Formula editing in the new Google Sheets

In the new Google Sheets, we’ve made it easier to build complex formulas in your spreadsheets. For example, you’ll now see syntax highlighting, which shows you the argument in your function that you are working on, and you’ll get more details on how to fix errors in your formula by hovering over them.

Create a new formula

  1. Type an equal sign (=) in a cell and type in the function you wish to use. The new Sheets also has function autocomplete, offering suggestions for functions as you type.
  2. A function help box will be visible throughout the editing process to provide you with a definition of the function and its syntax, as well as an example for reference. If you need more information, click the “Learn more” link at the bottom of the help box to open a full article.

Function help box shortcuts

  • F1 will minimize and maximize the help box.
  • Shift + F1 will hide the help box.
  • F1 or Shift + F1 will make the help box appear if it is currently hidden.

Simple ways to select and edit ranges

Range-selection mode

  • When editing a formula, the range-selection signal (a grey bracket) will appear next to your cursor where you’re likely to need a range in the formula. When you see the signal, you can move the keyboard arrows around your sheet to select a range.
  • Toggle this mode on and off using the keyboard shortcuts F2 or Ctrl + E. If range-selection mode is turned off, using the arrow keys will move your cursor inside the input box instead of selecting a range.
  • Clicking within the sheet with your mouse remains an option for selecting a range at any point when editing a formula.

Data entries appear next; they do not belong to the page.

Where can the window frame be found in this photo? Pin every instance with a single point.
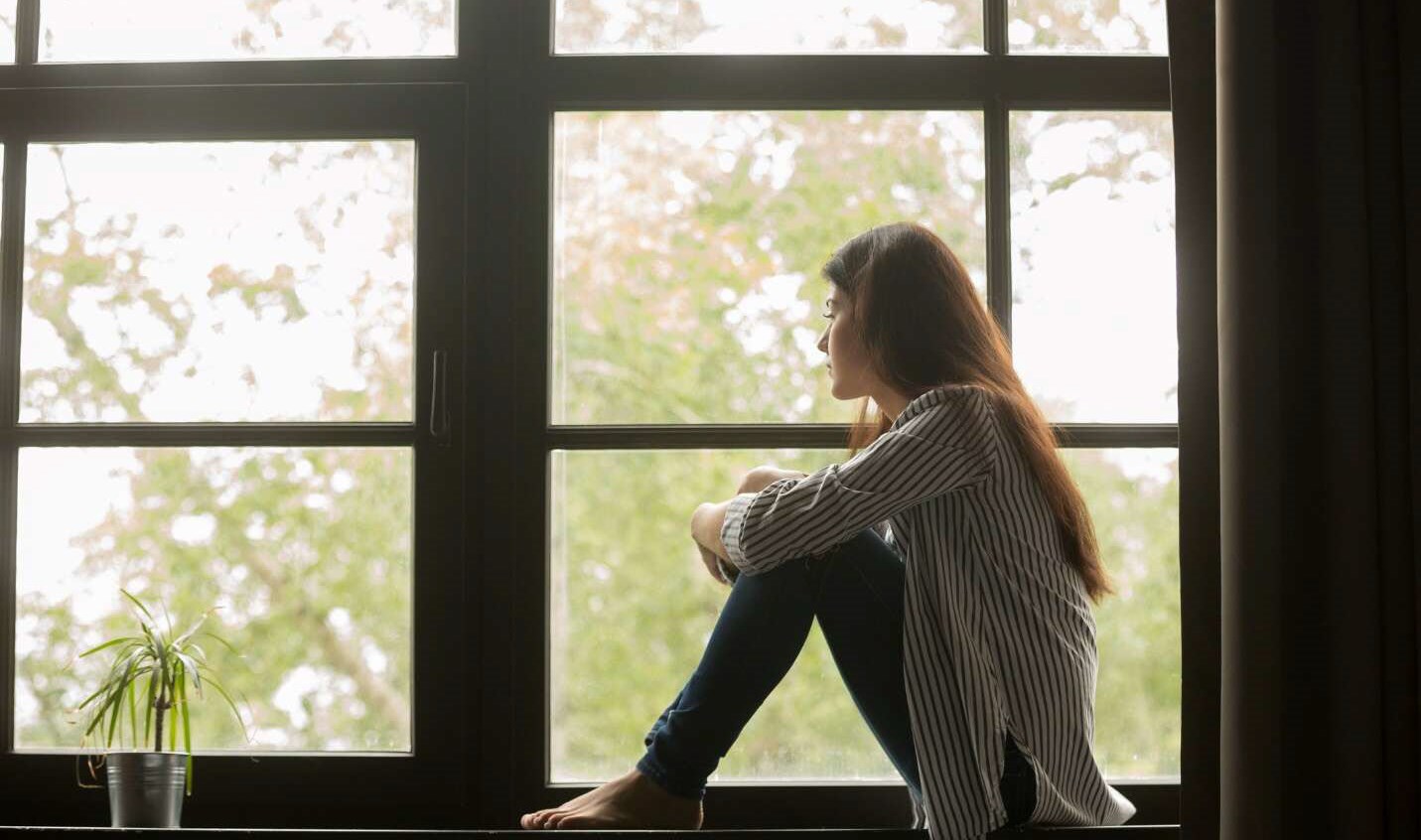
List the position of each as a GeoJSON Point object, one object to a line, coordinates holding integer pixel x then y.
{"type": "Point", "coordinates": [497, 105]}
{"type": "Point", "coordinates": [42, 784]}
{"type": "Point", "coordinates": [993, 82]}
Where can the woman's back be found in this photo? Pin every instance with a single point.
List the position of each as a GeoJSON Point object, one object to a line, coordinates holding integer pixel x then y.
{"type": "Point", "coordinates": [998, 635]}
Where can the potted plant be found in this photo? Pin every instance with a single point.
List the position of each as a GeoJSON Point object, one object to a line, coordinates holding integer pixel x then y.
{"type": "Point", "coordinates": [149, 677]}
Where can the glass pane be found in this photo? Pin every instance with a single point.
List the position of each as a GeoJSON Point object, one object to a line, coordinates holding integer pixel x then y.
{"type": "Point", "coordinates": [633, 607]}
{"type": "Point", "coordinates": [754, 26]}
{"type": "Point", "coordinates": [1087, 26]}
{"type": "Point", "coordinates": [686, 250]}
{"type": "Point", "coordinates": [219, 282]}
{"type": "Point", "coordinates": [227, 30]}
{"type": "Point", "coordinates": [1133, 496]}
{"type": "Point", "coordinates": [7, 47]}
{"type": "Point", "coordinates": [307, 553]}
{"type": "Point", "coordinates": [1093, 307]}
{"type": "Point", "coordinates": [632, 610]}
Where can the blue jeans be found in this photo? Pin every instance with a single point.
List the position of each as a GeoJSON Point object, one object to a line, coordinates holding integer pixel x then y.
{"type": "Point", "coordinates": [856, 590]}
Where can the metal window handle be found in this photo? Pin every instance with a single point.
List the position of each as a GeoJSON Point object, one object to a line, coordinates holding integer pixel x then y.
{"type": "Point", "coordinates": [439, 399]}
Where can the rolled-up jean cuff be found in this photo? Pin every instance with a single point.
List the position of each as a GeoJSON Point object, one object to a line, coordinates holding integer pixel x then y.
{"type": "Point", "coordinates": [652, 770]}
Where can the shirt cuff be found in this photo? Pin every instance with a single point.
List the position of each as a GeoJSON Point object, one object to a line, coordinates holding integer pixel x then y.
{"type": "Point", "coordinates": [732, 526]}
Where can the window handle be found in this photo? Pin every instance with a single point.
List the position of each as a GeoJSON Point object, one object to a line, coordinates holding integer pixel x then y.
{"type": "Point", "coordinates": [439, 399]}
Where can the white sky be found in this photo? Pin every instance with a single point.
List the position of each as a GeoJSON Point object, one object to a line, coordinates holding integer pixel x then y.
{"type": "Point", "coordinates": [188, 30]}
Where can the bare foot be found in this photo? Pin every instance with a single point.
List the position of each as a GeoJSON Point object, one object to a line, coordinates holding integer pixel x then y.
{"type": "Point", "coordinates": [629, 802]}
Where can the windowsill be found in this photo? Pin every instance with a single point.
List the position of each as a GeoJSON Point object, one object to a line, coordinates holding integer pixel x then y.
{"type": "Point", "coordinates": [1073, 833]}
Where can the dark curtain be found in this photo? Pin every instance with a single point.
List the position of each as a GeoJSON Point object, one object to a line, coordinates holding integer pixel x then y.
{"type": "Point", "coordinates": [1319, 197]}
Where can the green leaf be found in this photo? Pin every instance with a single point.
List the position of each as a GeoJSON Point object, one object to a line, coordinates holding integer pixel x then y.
{"type": "Point", "coordinates": [132, 710]}
{"type": "Point", "coordinates": [187, 730]}
{"type": "Point", "coordinates": [108, 644]}
{"type": "Point", "coordinates": [191, 668]}
{"type": "Point", "coordinates": [226, 697]}
{"type": "Point", "coordinates": [148, 710]}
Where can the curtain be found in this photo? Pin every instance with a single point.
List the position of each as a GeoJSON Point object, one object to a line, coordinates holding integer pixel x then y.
{"type": "Point", "coordinates": [1319, 252]}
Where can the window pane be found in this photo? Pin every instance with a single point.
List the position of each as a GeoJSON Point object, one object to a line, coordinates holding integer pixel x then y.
{"type": "Point", "coordinates": [784, 26]}
{"type": "Point", "coordinates": [1133, 496]}
{"type": "Point", "coordinates": [633, 607]}
{"type": "Point", "coordinates": [1087, 26]}
{"type": "Point", "coordinates": [7, 9]}
{"type": "Point", "coordinates": [632, 610]}
{"type": "Point", "coordinates": [688, 247]}
{"type": "Point", "coordinates": [219, 282]}
{"type": "Point", "coordinates": [1093, 309]}
{"type": "Point", "coordinates": [226, 30]}
{"type": "Point", "coordinates": [307, 552]}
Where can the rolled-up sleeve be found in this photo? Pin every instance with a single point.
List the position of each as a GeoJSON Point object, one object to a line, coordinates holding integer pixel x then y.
{"type": "Point", "coordinates": [946, 448]}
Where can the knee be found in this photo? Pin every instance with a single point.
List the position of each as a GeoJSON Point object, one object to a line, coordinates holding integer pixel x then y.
{"type": "Point", "coordinates": [758, 480]}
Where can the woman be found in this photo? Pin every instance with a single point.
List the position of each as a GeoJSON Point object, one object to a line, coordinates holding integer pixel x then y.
{"type": "Point", "coordinates": [949, 562]}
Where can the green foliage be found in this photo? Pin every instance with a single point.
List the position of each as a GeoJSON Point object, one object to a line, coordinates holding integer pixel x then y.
{"type": "Point", "coordinates": [164, 662]}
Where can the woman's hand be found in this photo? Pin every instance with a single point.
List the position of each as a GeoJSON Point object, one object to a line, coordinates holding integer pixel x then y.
{"type": "Point", "coordinates": [764, 477]}
{"type": "Point", "coordinates": [714, 566]}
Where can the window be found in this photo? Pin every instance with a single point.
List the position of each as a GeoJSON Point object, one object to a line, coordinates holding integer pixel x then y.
{"type": "Point", "coordinates": [411, 333]}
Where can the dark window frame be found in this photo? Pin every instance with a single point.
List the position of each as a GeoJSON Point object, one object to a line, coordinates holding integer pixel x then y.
{"type": "Point", "coordinates": [497, 104]}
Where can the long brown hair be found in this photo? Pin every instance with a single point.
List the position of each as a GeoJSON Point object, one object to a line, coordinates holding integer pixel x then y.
{"type": "Point", "coordinates": [924, 326]}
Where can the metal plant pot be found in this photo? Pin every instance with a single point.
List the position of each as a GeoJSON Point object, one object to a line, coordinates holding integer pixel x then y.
{"type": "Point", "coordinates": [145, 789]}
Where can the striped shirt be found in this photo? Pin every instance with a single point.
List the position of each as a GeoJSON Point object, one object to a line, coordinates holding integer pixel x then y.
{"type": "Point", "coordinates": [998, 630]}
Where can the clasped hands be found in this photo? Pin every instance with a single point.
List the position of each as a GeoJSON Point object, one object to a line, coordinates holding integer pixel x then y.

Range replacement improvements

  • When you have the text of a range highlighted in your formula, use F2 or Ctrl + E to enter range-selection mode and easily make adjustments to the range.
  • If you press Shift + F2 or Shift + Ctrl + E while editing the text of a range, you can easily make adjustments to all occurrences of that range in the formula.
You can also select ranges for your formula that are non-adjacent. To select multiple cells, click and hold Ctrl on your keyboard (Cmd on a Mac) as you select the cells you want to include in the formula.